An Amazon drone operator loads the single shoebox-sized box that fits into his MK27-2 Prime Air drone
It was a surprise setback for Amazon. In early 2022, the company was so confident that the FAA would soon lift restrictions that it paid around three dozen employees to temporarily reside in hotels and airbnbs in the Pendleton area, a small town in rural eastern Oregon, according to five employees that’s about a three-hour drive from Portland.
After restrictions were lifted, Amazon intended to move workers to Lockeford and College Station with a goal of beginning deliveries in the summer of 2022, employees said.
But as of October, the Pendleton crew was still “living out of their suitcases,” an employee said, while the company paid for their room and board.
The following month, Prime Air moved employees to their respective locations, just in time for the FAA to deny Amazon’s efforts to seek a pardon. But the company chose to proceed anyway. On Christmas Eve, Carbon announced in a LinkedIn post that Prime Air had made its first deliveries in College Station and Lockeford.
“These are tentative first steps that we will turn into giant leaps for our customers over the next several years,” wrote Carbon.

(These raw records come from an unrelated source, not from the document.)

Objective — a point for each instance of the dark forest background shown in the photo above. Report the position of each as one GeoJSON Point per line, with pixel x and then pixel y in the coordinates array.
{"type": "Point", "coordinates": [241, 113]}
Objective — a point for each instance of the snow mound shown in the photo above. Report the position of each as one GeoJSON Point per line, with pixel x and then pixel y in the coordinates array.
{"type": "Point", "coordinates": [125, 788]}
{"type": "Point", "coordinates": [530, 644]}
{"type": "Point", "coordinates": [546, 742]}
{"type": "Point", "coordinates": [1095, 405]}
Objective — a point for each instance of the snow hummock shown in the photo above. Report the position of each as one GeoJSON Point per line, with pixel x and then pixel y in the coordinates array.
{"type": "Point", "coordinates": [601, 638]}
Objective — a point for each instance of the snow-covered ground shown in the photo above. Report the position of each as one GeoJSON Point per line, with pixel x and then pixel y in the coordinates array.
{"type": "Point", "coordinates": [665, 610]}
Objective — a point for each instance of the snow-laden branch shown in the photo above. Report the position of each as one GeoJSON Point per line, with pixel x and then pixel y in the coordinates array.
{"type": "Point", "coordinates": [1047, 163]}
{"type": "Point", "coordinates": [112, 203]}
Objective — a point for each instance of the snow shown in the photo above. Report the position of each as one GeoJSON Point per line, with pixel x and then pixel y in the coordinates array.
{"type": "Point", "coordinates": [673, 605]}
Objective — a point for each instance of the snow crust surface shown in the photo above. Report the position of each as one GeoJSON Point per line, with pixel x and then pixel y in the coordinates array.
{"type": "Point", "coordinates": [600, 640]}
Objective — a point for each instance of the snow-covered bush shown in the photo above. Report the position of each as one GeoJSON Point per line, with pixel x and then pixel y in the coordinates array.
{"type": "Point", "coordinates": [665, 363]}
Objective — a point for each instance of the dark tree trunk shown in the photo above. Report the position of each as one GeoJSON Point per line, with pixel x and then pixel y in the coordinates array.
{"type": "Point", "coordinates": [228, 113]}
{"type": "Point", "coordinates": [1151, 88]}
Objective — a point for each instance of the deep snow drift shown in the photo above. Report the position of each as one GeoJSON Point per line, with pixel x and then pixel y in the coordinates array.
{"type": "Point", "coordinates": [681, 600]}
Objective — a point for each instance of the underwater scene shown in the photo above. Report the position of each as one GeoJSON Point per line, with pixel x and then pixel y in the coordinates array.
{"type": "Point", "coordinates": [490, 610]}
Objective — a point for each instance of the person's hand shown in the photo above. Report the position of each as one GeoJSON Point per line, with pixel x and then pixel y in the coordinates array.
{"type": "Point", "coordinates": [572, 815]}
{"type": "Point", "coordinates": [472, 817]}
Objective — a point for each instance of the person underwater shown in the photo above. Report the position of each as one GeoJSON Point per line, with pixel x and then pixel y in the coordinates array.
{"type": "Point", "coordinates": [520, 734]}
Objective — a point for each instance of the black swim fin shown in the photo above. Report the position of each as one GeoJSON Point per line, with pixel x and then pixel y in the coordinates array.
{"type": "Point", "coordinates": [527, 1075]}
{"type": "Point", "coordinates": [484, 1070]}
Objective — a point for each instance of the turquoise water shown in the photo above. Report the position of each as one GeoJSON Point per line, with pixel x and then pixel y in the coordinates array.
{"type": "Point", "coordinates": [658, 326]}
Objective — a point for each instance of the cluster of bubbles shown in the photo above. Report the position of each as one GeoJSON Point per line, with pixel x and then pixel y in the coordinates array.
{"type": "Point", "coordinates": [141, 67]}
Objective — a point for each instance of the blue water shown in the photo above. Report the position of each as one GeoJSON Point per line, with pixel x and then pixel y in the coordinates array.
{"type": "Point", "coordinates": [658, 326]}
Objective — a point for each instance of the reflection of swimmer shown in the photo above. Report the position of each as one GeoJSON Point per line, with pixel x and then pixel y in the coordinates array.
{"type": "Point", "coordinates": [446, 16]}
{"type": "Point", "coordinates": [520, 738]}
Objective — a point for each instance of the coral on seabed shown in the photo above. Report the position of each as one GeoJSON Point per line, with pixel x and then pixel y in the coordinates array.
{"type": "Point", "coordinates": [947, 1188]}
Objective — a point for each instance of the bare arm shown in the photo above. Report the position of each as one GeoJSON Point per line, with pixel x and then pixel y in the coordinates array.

Boschetti said Prime Air’s delivery team received “extensive training” at the flight test facility in Pendleton before being dispatched to delivery locations.
Some employees viewed the launch as a rushed effort and wondered how the service could function fully without being able to skim streets or cars, former employees said.
Additionally, demand from Prime Air’s tiny customer base isn’t exactly picking up. At the Lockeford site, employees are required to contact the two eligible households regularly to remind them of the order, and Amazon is motivating them with gift cards, according to two people familiar with the situation.
Meanwhile, Amazon is working on developing its next-generation Prime Air drone called the MK30, known internally as the CX-3. At an event in Boston in November, Carbon unveiled a mockup of the unmanned aerial vehicle, said to be lighter and quieter than the MK27-2.
In January, Carbon was still bullish on its weekly AC/DC chats. He said Prime Air has a target of 10,000 deliveries between its two test sites this year, even as the D&R campaign is ongoing and FAA restrictions are firmly in place.
Carbon acknowledged that Prime Air “is not immune to the cost savings” Jassy is implementing, but he sounded undeterred.
“This year is going to be a big year,” said Carbon. “We have a lot to do.”
The MK30, which is expected to launch in 2024, will have to go through the same regulatory process, including a separate D&R campaign as well as what’s known as Type Certification, an even stricter FAA benchmark that allows a company to manufacture drones at scale.
It’s not an award the FAA is quick to hand out. Of all the drone makers vying for commercial supplies, only one has received type certification — a startup called Matternet.